You are viewing a plain text version of this content. The canonical link for it is here.
Posted to java-user@lucene.apache.org by "ZYWALEWSKI, DANIEL (DANIEL)" <da...@alcatel-lucent.com> on 2011/04/06 11:08:10 UTC

Indexation takes a lot of time :(

Hello Champions !!

I have a problem with indexation(or should I say its time); So the elements to Index are represtented by my own class - DocumentToIndex that consists of Fields(one Field is a fieldName and fieldValue). All documentToIndex are kept/stocked in ArrayList. When I start indexing firstly I open IndexWriter then for each field of documentToIndex I take its value and name and I create Lucene Field then added to the LuceneDocument; Once it's finished (creation of LuceneDocument I add it to index).
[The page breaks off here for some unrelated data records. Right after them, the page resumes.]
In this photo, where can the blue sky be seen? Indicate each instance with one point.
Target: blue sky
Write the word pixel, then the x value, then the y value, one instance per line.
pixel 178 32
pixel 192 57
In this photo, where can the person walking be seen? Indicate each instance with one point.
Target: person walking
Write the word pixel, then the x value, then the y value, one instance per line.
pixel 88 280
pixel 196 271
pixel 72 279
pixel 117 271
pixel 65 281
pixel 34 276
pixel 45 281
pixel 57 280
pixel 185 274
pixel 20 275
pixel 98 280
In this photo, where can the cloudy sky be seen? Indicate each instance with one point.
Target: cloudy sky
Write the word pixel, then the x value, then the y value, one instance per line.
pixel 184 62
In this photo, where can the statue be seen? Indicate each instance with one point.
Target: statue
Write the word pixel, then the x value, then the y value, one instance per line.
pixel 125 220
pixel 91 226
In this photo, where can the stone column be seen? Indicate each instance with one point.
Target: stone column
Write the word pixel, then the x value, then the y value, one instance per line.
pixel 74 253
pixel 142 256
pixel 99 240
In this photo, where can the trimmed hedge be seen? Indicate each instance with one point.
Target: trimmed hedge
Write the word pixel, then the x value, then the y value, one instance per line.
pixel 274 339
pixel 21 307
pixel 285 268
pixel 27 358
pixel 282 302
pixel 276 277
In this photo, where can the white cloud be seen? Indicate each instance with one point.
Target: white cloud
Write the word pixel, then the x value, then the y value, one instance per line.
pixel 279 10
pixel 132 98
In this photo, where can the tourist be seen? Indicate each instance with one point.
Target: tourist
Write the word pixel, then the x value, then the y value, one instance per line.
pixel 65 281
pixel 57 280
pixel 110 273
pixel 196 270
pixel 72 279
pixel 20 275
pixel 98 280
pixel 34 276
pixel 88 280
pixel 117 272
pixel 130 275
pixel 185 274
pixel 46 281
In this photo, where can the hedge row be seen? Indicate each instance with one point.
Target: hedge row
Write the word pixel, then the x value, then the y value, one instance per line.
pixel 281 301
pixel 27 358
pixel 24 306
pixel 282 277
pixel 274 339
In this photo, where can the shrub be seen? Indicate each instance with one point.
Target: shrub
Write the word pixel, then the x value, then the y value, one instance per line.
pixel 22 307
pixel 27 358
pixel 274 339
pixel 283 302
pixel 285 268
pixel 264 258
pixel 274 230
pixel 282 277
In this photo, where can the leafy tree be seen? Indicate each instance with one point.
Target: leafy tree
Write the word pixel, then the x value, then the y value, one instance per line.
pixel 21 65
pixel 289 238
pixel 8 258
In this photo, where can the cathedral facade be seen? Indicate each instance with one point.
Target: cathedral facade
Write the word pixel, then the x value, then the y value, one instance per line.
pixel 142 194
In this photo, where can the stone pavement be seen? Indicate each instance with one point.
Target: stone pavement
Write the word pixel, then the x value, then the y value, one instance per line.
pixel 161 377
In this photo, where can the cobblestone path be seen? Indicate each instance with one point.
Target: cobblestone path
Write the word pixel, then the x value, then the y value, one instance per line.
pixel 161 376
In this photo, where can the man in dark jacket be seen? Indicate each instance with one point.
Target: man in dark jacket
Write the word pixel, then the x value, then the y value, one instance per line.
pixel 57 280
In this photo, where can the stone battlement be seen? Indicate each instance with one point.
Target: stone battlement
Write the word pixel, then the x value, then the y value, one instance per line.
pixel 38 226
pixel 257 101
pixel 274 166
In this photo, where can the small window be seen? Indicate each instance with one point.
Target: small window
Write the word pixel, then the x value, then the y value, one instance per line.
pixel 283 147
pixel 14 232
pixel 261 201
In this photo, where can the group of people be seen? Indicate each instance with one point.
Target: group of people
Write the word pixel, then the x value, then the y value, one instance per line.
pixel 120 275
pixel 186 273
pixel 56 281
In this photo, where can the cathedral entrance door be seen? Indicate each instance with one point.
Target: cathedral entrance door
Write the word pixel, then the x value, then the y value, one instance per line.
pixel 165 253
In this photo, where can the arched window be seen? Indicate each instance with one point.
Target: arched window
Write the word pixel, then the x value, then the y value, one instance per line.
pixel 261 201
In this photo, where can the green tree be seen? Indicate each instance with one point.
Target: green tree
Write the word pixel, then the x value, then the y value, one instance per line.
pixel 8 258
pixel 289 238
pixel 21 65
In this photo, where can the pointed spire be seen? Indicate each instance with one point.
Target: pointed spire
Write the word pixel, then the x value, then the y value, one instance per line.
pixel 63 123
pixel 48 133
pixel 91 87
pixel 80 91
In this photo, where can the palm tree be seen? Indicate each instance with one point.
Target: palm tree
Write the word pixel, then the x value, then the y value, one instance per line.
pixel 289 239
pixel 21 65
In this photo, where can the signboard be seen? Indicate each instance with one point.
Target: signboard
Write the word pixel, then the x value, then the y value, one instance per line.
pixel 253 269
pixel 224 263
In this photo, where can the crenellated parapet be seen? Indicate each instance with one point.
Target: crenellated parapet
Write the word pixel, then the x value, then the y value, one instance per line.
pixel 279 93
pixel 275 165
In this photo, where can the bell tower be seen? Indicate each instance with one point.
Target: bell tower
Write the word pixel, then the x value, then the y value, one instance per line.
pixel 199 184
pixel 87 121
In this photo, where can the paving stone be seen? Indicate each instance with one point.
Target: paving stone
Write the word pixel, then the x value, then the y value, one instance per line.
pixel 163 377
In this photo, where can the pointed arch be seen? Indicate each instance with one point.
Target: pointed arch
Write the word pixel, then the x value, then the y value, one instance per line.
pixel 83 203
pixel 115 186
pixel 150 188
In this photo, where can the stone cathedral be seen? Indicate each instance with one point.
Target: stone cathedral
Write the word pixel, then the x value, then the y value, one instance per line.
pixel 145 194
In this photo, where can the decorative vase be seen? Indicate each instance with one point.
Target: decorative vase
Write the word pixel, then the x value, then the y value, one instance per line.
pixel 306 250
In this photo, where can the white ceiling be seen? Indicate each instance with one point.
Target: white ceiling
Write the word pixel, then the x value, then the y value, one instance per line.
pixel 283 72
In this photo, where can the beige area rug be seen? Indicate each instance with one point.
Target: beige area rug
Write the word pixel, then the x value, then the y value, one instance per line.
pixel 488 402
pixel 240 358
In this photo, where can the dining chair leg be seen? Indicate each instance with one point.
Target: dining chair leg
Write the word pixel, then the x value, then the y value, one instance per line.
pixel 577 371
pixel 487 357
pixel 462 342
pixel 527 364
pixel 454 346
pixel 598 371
After passing all documents I close IndexWriter; All this can be represented by code:


indexWriter = new IndexWriter(indexDirectory, indexAnalyzer, false, IndexWriter.MaxFieldLength.UNLIMITED);

      for (DocumentToIndex documentToIndex : objectsToIndex) {
        Document indexedDocument = new Document();
        for (int i = 0; i < documentToIndex.getDocumentSize(); i++) {

          indexedDocument.add(new Field(documentToIndex.getDocumentField(i).getName(),
                                        documentToIndex.getDocumentField(i).getValue(), Field.Store.YES,
                                        Field.Index.ANALYZED));
        }

        indexWriter.addDocument(indexedDocument);

      }

indexWriter.close()

My problem is that it takes much time to index. For example to index 28310 documentToIndex I need about 15min. Do I miss something or it's normal? Maybe this code is not really optimized? I'll be really grateful for any hints and tips;

Thanks in advance,
D


Re: Indexation takes a lot of time :(

Posted by Ian Lea <ia...@gmail.com>.
15 minutes for 28k docs does sound very slow.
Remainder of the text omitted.